- Ahmad Fedaleh Rural District Location within Iran
- Coordinates: 32°41′29″N 49°06′41″E﻿ / ﻿32.69139°N 49.11139°E
- Country: Iran
- Province: Khuzestan
- County: Dezful
- District: Shahiyun
- Capital: Emamzadeh-ye Fedaleh-ye Amran

Population (2016)
- • Total: 3,227
- Time zone: UTC+3:30 (IRST)

= Ahmad Fedaleh Rural District =

Rural district in Khuzestan province, Iran

Ahmad Fedaleh Rural District (دهستان احمد فداله) is in Shahiyun District of Dezful County, Khuzestan province, Iran.
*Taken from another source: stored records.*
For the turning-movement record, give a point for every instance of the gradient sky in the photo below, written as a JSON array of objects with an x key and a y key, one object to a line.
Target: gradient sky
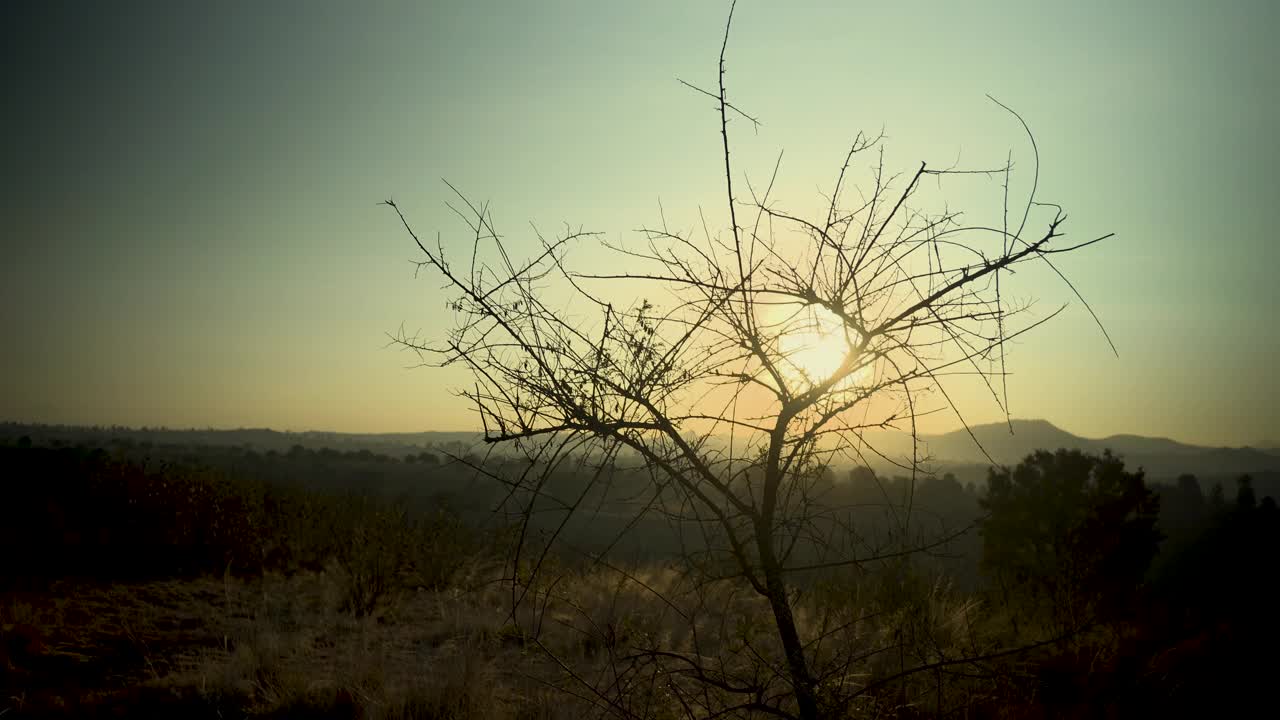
[{"x": 192, "y": 235}]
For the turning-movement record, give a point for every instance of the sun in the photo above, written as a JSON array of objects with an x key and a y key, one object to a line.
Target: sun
[{"x": 813, "y": 342}]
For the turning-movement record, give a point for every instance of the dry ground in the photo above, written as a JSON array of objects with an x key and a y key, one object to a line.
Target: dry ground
[{"x": 274, "y": 646}]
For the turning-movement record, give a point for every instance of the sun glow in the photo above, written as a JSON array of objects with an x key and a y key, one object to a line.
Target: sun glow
[{"x": 813, "y": 342}]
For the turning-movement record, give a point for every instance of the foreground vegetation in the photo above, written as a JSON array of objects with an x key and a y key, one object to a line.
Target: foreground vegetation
[{"x": 236, "y": 584}]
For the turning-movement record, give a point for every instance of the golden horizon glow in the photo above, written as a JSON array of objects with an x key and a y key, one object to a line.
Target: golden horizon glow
[{"x": 813, "y": 342}]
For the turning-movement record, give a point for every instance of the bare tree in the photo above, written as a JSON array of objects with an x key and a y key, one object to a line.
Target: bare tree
[{"x": 730, "y": 369}]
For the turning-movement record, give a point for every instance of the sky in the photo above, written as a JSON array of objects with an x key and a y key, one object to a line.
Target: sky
[{"x": 192, "y": 231}]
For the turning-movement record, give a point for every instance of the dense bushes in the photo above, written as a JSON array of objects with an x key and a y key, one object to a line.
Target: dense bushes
[{"x": 86, "y": 513}]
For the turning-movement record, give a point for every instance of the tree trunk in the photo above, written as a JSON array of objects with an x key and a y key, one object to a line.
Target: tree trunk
[{"x": 785, "y": 620}]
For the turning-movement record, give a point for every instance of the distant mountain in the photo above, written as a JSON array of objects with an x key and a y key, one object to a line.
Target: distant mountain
[
  {"x": 955, "y": 451},
  {"x": 255, "y": 438},
  {"x": 1160, "y": 458}
]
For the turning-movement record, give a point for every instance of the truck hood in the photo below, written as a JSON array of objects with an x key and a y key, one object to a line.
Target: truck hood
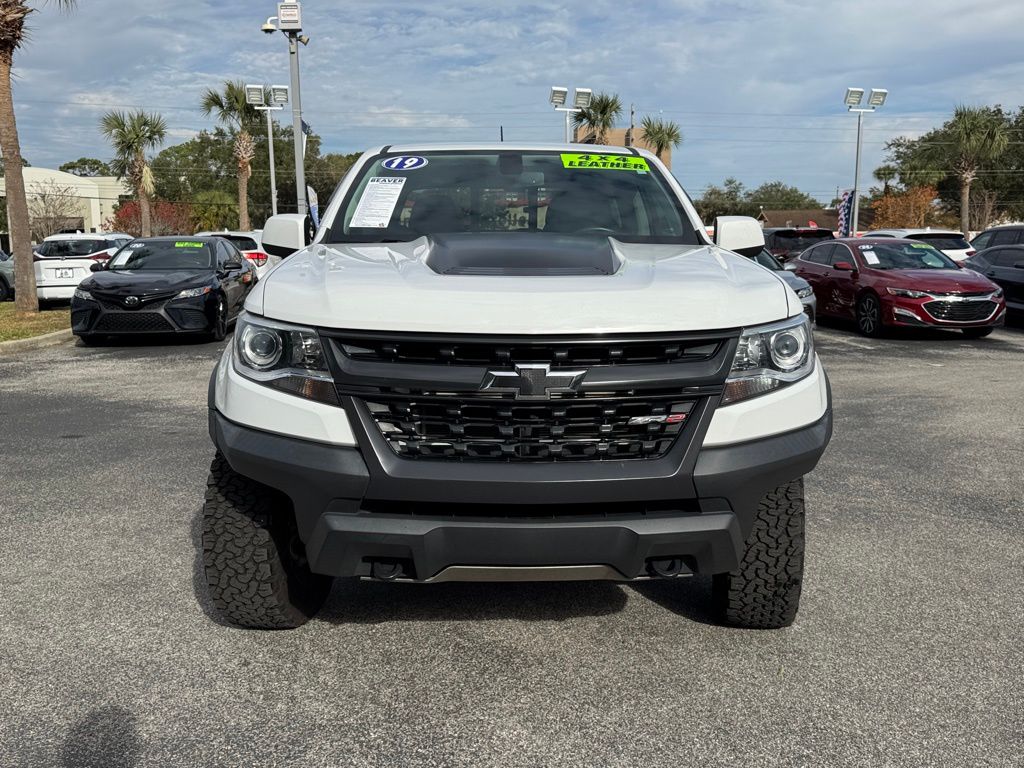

Its capital is the village of Emamzadeh-ye Fedaleh-ye Amran (امامزاده فداله عمران).

==Demographics==
===Population===
At the time of the 2006 National Census, the rural district's population (as a part of Sardasht District) was 1,488 in 245 households. There were 1,201 inhabitants in 233 households at the following census of 2011, by which time the rural district had been separated from the district in the formation of Shahiyun District. The 2016 census measured the population of the rural district as 3,227 in 733 households. The most populous of its 57 villages was Emamzadeh Ahmad Fedaleh, with 252 people.